The action was brought by the Estate of Cecil Ray Elklns Jr., who was killed Nov. 13, 2012 by CHP Officer Hipolito Pelayo. He was being chased on foot by officers and had just vaulted a fence when, according to testimony, he reached into his waistband, with Pelayo shooting on the assumption he was about to pull out a firearm.
Elkins—nicknamed “”Tiger”—was 32. The events took place in the town of Pixley, in Tulare County.
District Court Decision
Senior District Judge Anthony W. Ishii found in Pelayo’s favor on July 6, 2016, holding:
“The evidence demonstrates that Elkins was wanted for a severe felony, he was actively evading arrest by ‘headlong flight,’ he posed a danger to the officers and the public, he was significantly more culpable than Pelayo, and no other reasonable alternatives have been identified. This was a rapidly developing situation that required split second decision-making. Therefore, Pelayo’s use of deadly force against Elkins was reasonable under the totality of circumstances and did not violate the Fourth Amendment.”
This, Ishii said, obviated any need to consider qualified immunity but, nonetheless, declared that under the circumstances of Elkins’s violent conduct over the preceding days, “a reasonable officer could have reasonably, but mistakenly, believed that using deadly force would not violate Elkins’s Fourth Amendment rights.”

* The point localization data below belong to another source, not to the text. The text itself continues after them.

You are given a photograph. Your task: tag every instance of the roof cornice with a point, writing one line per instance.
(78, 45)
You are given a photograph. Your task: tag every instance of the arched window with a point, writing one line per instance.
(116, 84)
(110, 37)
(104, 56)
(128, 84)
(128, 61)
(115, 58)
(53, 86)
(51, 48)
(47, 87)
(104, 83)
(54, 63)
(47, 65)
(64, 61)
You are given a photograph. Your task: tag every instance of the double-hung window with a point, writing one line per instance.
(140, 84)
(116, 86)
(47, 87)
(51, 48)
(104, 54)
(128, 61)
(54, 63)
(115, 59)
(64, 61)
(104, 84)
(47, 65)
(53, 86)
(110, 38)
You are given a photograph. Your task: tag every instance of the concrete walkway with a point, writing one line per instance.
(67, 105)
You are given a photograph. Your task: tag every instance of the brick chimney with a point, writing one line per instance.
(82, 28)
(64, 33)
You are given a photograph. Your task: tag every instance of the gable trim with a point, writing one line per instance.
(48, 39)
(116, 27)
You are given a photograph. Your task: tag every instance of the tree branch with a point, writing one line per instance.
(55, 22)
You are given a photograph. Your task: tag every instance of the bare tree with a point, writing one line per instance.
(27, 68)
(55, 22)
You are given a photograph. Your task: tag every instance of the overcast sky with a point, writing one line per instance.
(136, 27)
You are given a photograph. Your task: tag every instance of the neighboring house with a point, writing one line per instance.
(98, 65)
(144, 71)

Reversing, a memorandum opinion—signed by Circuit Judge Susan Graber and District Judge Michael H. Simon of the District of Oregon, sitting by designation—said Thursday:
“After concluding that Elkins was reaching for his waistband just before Officer Pelayo opened fire, the district court granted summary judgment in favor of the officer under the doctrine of qualified immunity. Elkins was unarmed at the time he was killed, he had no history of carrying firearms, no one had told the police that Elkins was armed or had a history of using a gun, no officer at the scene saw Elkins with a gun, no officer warned Elkins that he would be shot if he failed to stop, and Elkins was running away from the police to avoid apprehension. Because we conclude that a reasonable jury could find it more likely than not that Elkins was not reaching for his waistband just before he was shot, we reverse and remand.”

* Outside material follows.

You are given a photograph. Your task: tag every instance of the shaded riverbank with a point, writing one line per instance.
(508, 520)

The opinion adds that even if it were determined that Elkins was reaching into his waistband, a reasonable jury could find that shooting him constituted excessive force.

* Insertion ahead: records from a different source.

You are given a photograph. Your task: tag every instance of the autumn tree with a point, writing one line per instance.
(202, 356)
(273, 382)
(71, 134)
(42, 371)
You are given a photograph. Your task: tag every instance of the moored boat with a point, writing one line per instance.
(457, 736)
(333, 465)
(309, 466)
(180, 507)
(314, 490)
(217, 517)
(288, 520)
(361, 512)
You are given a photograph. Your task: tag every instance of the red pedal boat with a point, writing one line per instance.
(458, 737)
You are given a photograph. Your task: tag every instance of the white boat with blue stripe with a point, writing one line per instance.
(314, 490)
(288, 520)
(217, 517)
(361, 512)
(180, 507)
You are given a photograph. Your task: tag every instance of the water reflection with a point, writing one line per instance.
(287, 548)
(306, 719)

It observes that cases involving police shootings of unarmed suspects are seldom subject to resolution on summary judgment and the action against Pelayo “does not present an exception to this general rule.”
Circuit Judge N. Randy Smith said in his dissent:
“In making its decision, the majority ignores the Supreme Court’s constant admonition to determine issues of qualified immunity at the earliest stage of litigation by failing to apply the summary judgment rules related to the doctrine of qualified immunity.”
The jurist filled in some details. He recited that Elkins was suspected of a car burglary; the day before he was shot, Elkins, in seeking to avoid arrest, rammed his vehicle into an occupied police patrol car’ he drove his vehicle at a police officer who was on foot, and who jumped to safety and fired at Elkins, hitting him twice in an arm.
On the day of the fatal shooting, efforts were renewed to apprehend Elkins. Catching up with him, he alighted from his car and ran.
“…Officer Pelayo was pursuing a suspect, known to use deadly force to escape capture. When Officer Pelayo saw the suspect reach into his waistband, he believed the suspect was attempting to retrieve a weapon. As a result, Officer Pelayo responded with deadly force.”
In a footnote, he commented:
“[T]the fact that Officer Pelayo did not know whether Elkins was armed is not dispositive. Officer Pelayo knew that Elkins was dangerous and was willing to use deadly force to escape capture, because Elkins had rammed an occupied police vehicle and nearly ran over Officer Marvin.”
The case is The Estate of Elkins v. Pelayo, 16-16227.